Wednesday, April 16, 2014

As Greece Founders, Athens Becomes Graffiti Mecca

From the NYTimes:
Graffiti in Athens, as in other cities the world over, has flourished for decades. But in a country where the adversity of wars and military dictatorship already has shaped the national psyche, the five-year economic collapse has spawned a new burst of creative energy that has turned Athens into a contemporary mecca for street art in Europe.

Denounced as thuggish vandalism by some observers, but hailed by others as artistic and innovative, tags, bubble letters and stylized paint work long have blanketed this city’s walls, trains, cars, banks, kiosks, crumbling buildings — and even some ruins of the Acropolis. But in the past several years, the anguish of the times has increasingly crept into the elaborate stencil work and multitude of large, colorful murals found all over the city, as Greece’s throngs of unemployed and underemployed young people have ample time to express their malaise.
And a dentist has turned to graff:
Recently, under cover of darkness, a Greek dentist whose business has been all but wiped out by the crisis reached into a tote bag and grabbed a can of spray paint and a stencil he had cut in his spare time using a cavity drill.

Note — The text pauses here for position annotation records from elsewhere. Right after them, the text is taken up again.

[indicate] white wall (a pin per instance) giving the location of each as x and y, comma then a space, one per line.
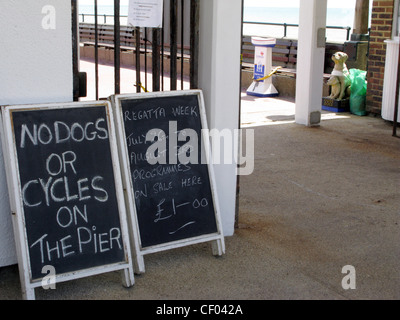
219, 78
36, 67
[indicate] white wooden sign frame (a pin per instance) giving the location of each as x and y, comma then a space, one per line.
14, 185
217, 239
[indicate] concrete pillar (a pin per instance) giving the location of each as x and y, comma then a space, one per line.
361, 17
36, 67
219, 78
310, 61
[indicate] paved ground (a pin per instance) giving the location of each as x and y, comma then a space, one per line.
319, 199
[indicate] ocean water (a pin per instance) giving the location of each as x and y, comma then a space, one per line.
335, 17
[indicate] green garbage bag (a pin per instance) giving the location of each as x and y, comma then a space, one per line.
358, 91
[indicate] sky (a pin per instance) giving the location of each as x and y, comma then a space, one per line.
250, 3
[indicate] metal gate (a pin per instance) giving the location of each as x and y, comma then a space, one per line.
169, 47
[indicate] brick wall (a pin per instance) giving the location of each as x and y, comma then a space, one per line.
381, 29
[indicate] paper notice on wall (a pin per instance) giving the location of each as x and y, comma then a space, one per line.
145, 13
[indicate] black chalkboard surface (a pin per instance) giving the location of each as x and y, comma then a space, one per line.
171, 187
66, 188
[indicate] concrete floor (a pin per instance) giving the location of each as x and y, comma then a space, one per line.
319, 199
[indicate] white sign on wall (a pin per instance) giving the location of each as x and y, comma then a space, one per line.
145, 13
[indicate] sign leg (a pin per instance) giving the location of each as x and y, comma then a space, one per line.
28, 293
127, 276
218, 247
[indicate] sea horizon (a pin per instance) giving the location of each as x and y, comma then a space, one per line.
338, 17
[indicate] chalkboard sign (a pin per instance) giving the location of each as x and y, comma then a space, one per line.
170, 188
67, 199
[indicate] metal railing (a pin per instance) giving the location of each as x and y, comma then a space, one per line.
286, 25
82, 17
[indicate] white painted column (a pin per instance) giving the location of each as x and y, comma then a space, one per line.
310, 61
219, 78
36, 67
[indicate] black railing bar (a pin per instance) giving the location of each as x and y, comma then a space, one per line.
162, 50
145, 58
117, 47
138, 81
291, 25
173, 44
182, 39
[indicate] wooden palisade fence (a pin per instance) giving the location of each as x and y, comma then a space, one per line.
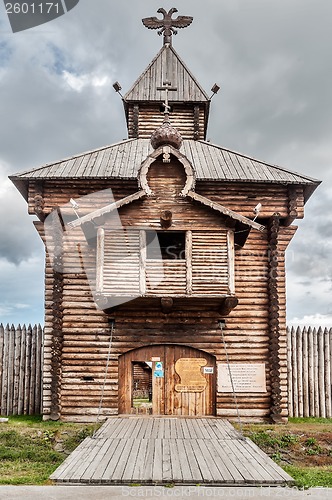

Stopping at a crumbling wall, he quickly painted an image not typically associated with his profession: a masked man hurling a firebomb.

“The middle class and the working class in Greece have been ruined,” said the dentist, who goes by the street handle Mapet, declining to give his real name. “My goal is to deliver social and political counterpropaganda, and make people think.”
Athens School of Fine Arts has courses in street painting.